Iceland has many well established trip routes; but overlooked is the Snæfellsnes Peninsula. Northwest of Reykjavík, just a few hours drive, it offers wild landscapes, national parks, and unforgettable vistas.
From Reykjavík, Borgarnes is about an hours drive north, and in my mind serves as a great gateway town. The Settlement Center (Brákarbraut 13-15, 310 Borgarnes) is a fine spot to stretch one's legs — probably a better museum for kids than adults, but a great way to begin unwinding from the city. The close by Geirabakarí Kaffihús (Þjóðvegur, 310 Borgarnes) is an ideal spot for coffee and snacks, with incredible sweeping views. Of course, you've brought your swimsuit on this trip, for all the hot pots and swimming pools, right? Borgarnes has an outdoor pool with 3 hot pots — and while I didn't visit this one, it looks absolutely classic, a real locals experience.
Driving along the southern edge of the peninsula, I stopped at Rauðfeldsgjá Gorge, a short and challenging hike into a great split of the mountain side. It's close to two remarkable towns, Arnarstapi and Hellnar, with storied pasts and interesting water-side hikes.

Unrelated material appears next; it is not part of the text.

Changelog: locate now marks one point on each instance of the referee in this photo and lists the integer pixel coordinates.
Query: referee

I stayed at the Fosshotel Hellnar. It's a beautiful, modern, and remote spot, where during supper a quiet waiter announced, “um, there are northern lights out,” and everyone yelped and ran outside to gaze for hours.

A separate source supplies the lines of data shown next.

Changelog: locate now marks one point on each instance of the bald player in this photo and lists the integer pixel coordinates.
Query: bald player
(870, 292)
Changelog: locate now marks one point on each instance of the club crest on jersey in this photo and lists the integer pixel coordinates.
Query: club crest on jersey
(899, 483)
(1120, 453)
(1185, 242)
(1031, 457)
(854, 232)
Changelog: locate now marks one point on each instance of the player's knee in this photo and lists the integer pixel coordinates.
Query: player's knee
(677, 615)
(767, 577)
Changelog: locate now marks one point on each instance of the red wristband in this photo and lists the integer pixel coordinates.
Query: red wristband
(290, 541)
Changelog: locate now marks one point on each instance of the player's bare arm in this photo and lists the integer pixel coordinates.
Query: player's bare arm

I'd like to stay there for a week and work on my book.
At the end of the peninsula, find the Snæfellsjökull National Park. I'll admit that I was weather unprepared upon arrival — it was hard drizzle raining the entire day — and missed many interesting hikes. It did make for a foggy and mysterious visit to the fairly famous Kirkjufell Mountain and Kirkjufellsfossar, where there was literally no one else around. Blame it on the weather, I guess!

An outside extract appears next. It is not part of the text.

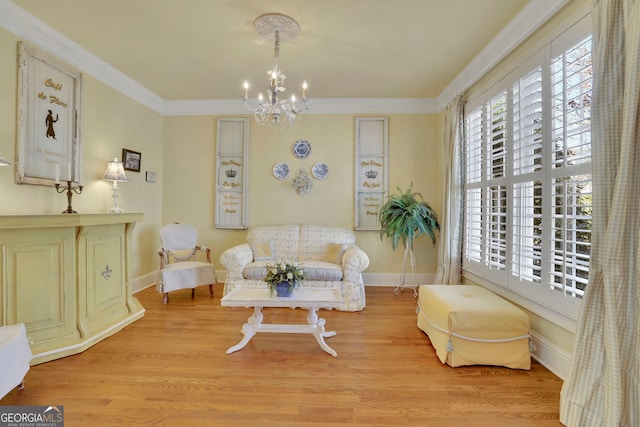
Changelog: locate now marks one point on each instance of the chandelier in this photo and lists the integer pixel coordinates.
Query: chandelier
(272, 110)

On the northern side of the peninsula, find Stykkishólmur — the instagram account visitstykkisholmur will set your adventuresome mind to flight. The Stykkishólmur Swimming Pool is not to be missed. The Norwegian House Museum provides a great sense of local life. I ate well at Sjávarpakkhúsið restaurant: positioned with great views of the ocean, they work with local fishermen, farmers, and breweries to produce local, high quality, sustainable meals. I had a fine stay at Hótel Breiðafjörður.
Look: it's hard to go wrong in Iceland. But if getting slightly off the beaten track is more your style, don't miss this route.